This study investigated sites of nitric oxide (NO) gas exchange and response to inhaled corticosteroids (ICS) in patients with COPD and varying extents of emphysema.
This was a prospective, randomized, single-blind, crossover study in treated, stable, ex-smoking patients with COPD who were ICS and leukotriene receptor antagonists naive. Lung function, high-resolution thin-section CT scan of the lung, and exhaled NO were measured at 50, 100, 150, and 200 mL/s. Airway NO was adjusted for NO axial backdiffusion.

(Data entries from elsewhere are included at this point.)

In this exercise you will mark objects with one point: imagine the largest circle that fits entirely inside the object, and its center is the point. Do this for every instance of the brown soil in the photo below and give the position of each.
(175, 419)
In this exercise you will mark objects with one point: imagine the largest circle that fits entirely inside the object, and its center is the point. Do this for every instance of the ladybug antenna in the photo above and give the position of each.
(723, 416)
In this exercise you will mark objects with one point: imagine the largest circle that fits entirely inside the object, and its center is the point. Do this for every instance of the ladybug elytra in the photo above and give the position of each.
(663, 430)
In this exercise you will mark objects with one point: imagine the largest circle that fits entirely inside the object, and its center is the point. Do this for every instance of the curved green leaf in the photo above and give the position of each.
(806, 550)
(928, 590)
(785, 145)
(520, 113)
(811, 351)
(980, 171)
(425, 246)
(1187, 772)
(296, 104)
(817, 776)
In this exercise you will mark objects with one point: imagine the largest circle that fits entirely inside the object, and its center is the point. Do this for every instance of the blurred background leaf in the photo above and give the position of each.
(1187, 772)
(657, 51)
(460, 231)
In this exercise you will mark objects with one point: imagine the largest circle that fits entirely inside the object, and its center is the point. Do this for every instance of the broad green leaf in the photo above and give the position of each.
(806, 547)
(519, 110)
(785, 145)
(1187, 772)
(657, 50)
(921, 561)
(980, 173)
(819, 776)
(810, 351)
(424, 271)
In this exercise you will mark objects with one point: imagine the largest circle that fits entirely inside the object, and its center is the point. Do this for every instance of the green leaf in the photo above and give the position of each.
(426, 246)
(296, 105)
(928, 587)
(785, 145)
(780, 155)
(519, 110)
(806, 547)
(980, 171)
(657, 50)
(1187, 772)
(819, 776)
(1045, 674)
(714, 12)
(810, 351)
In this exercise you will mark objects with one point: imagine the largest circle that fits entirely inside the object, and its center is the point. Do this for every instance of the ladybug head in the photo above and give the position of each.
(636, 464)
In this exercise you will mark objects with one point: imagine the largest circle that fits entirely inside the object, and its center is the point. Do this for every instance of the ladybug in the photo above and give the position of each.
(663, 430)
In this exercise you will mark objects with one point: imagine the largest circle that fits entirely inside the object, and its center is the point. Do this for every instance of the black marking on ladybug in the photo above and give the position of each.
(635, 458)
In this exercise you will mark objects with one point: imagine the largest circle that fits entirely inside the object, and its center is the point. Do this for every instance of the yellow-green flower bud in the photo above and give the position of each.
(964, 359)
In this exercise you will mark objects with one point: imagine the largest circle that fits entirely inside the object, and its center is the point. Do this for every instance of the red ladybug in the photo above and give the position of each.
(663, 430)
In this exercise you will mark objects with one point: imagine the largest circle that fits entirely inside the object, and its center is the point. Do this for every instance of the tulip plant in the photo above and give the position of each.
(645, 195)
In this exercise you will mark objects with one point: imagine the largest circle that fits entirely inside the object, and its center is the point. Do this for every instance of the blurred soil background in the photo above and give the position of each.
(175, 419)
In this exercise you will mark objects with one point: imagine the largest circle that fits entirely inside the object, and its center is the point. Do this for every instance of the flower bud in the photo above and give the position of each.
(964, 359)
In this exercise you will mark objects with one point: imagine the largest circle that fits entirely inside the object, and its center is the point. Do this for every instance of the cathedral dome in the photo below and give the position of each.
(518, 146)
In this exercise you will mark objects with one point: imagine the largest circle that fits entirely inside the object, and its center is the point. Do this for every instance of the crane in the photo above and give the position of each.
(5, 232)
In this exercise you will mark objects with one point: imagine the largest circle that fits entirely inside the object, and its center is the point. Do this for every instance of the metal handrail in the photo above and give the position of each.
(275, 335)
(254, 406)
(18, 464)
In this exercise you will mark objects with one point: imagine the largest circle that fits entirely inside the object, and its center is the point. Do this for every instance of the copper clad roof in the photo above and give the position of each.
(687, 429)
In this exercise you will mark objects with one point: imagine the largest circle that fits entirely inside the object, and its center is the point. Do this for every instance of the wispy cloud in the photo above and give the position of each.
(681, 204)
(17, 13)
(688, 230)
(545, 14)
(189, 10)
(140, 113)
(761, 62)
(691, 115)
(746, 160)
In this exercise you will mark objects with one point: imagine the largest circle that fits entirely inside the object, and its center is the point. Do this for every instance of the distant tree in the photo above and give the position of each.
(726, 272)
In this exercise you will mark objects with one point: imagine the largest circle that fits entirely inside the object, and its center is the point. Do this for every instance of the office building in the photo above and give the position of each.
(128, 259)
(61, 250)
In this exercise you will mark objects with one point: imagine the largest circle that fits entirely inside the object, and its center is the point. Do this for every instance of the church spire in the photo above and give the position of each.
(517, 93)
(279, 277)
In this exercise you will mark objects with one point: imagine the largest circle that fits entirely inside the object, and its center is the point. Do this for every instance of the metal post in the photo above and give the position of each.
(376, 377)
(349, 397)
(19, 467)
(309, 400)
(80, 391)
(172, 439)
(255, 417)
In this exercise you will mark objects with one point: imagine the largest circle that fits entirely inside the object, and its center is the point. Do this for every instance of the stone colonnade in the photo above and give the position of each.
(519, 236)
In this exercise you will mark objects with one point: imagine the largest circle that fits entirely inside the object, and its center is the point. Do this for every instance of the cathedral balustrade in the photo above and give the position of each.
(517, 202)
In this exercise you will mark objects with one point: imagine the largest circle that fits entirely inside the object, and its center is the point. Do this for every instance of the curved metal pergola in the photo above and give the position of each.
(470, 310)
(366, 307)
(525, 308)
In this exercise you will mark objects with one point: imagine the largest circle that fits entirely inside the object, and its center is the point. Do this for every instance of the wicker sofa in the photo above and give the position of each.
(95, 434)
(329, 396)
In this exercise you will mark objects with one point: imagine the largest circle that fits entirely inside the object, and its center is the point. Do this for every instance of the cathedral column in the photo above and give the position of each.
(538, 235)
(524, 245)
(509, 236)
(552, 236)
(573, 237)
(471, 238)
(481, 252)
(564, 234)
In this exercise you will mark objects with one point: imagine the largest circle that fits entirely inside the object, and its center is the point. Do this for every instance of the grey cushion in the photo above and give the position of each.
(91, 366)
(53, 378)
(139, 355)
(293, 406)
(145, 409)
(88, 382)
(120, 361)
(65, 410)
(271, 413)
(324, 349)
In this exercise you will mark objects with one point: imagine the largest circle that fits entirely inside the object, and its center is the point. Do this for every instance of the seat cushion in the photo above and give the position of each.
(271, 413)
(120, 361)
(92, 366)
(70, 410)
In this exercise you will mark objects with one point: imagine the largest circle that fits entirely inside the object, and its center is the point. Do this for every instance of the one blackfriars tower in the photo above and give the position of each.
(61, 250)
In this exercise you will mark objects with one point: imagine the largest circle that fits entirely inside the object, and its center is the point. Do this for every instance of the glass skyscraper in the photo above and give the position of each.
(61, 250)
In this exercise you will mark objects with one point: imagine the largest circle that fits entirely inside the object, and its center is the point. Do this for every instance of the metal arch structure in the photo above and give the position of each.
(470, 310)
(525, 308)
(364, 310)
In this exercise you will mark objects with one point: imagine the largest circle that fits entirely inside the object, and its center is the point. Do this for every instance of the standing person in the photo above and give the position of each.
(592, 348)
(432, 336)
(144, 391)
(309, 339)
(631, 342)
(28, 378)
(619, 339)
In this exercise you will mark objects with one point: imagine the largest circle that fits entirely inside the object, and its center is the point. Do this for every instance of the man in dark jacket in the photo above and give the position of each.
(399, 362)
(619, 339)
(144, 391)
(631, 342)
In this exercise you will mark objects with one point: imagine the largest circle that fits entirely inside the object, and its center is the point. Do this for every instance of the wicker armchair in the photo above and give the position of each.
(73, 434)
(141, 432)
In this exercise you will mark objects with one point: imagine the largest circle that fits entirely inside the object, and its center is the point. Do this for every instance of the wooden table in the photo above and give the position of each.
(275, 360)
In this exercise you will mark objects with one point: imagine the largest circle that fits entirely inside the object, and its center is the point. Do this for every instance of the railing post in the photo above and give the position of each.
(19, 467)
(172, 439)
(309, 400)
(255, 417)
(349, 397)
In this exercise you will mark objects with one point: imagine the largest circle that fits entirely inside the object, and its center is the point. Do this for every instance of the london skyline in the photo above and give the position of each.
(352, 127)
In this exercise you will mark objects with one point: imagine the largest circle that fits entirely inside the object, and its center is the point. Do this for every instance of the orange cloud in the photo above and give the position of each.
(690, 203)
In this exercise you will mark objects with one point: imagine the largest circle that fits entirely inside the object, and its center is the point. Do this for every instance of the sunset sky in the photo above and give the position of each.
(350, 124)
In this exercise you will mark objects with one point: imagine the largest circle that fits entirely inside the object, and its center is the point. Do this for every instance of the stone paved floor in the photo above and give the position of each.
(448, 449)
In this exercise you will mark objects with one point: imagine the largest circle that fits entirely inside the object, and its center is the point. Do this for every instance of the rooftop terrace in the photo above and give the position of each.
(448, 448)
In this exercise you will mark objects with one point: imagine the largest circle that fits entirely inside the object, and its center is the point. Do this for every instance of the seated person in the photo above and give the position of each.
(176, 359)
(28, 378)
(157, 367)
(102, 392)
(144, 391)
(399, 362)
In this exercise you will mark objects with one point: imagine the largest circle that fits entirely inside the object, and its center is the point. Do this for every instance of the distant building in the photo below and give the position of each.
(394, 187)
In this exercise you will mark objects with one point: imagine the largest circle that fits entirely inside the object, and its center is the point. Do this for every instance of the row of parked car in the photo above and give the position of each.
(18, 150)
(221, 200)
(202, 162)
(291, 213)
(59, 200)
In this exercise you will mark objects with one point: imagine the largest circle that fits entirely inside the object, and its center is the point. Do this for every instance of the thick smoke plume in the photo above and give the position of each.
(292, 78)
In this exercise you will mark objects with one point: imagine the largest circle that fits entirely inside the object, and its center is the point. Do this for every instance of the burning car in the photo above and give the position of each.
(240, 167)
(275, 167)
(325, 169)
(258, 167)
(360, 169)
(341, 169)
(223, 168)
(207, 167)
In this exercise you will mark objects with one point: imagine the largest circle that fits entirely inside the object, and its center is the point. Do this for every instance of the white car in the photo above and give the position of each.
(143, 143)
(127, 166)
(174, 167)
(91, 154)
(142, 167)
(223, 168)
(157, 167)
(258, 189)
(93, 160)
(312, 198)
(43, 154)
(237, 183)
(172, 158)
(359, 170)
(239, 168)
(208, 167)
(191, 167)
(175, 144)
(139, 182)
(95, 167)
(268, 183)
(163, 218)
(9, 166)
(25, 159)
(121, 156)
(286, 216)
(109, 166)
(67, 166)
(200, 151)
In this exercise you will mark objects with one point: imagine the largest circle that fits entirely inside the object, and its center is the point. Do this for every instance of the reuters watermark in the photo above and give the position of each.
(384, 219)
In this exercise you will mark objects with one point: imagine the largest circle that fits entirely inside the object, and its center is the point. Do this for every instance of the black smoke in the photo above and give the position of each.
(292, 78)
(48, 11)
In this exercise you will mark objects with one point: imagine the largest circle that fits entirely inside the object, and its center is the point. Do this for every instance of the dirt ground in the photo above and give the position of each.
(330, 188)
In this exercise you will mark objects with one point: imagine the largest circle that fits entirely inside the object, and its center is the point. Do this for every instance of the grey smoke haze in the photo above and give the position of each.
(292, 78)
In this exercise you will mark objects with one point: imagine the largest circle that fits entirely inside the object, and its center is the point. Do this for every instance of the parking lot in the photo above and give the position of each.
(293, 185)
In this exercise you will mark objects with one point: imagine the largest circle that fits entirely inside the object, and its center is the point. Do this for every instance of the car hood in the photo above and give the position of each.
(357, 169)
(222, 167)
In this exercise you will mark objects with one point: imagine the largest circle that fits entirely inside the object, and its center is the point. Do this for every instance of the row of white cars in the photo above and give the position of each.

In 39 (18 women), clinically stable ex-smokers with COPD aged 73 ± 9 years (mean ± SD) on salmeterol 50 μg (S50) bid, after 180 μg aerosolized albuterol, FEV1 (L) was 52% ± 12% predicted and FEV1/FVC was 55% ± 6%. Compared with 20 (12 men) age-matched controls, 39 patients with COPD had normal large airway NO flux and small airway/alveolar NO. Subsequently, 19 patients with COPD (Group A) were randomized and continued on S50, and 20 (Group B) were randomized to fluticasone propionate 250 μg (F250)/S50 bid for 86 ± 16 days. Group A (S50) patients were then switched to F250/S50, and 12 of 19 completed 77 ± 15 days; there was significant (P < .001) reduction only in the exhaled fraction of NO (FENO) at 50 mL/s and large airway NO flux. In 20 patients with COPD initially randomized to F250/S50 (Group B), after 57 ± 22 days of S50 in 16 of 20 patients there was a significant (P = .04) increase only in (FENO) at 50 mL/s and large airway NO flux, which was not reduced after 60 ± 23 days of fluticasone propionate 100 μg (F100)/S50(P = .07). There was no correlation between NO gas exchange and CT-scored emphysema.
In COPD, there was normal NO gas exchange in both large and small airways/alveoli and only large airway NO flux was suppressed with F250/S50 but not F100/S50, despite varying extents of emphysema. Peripheral NO must be corrected for axial NO backdiffusion to avoid spurious conclusions.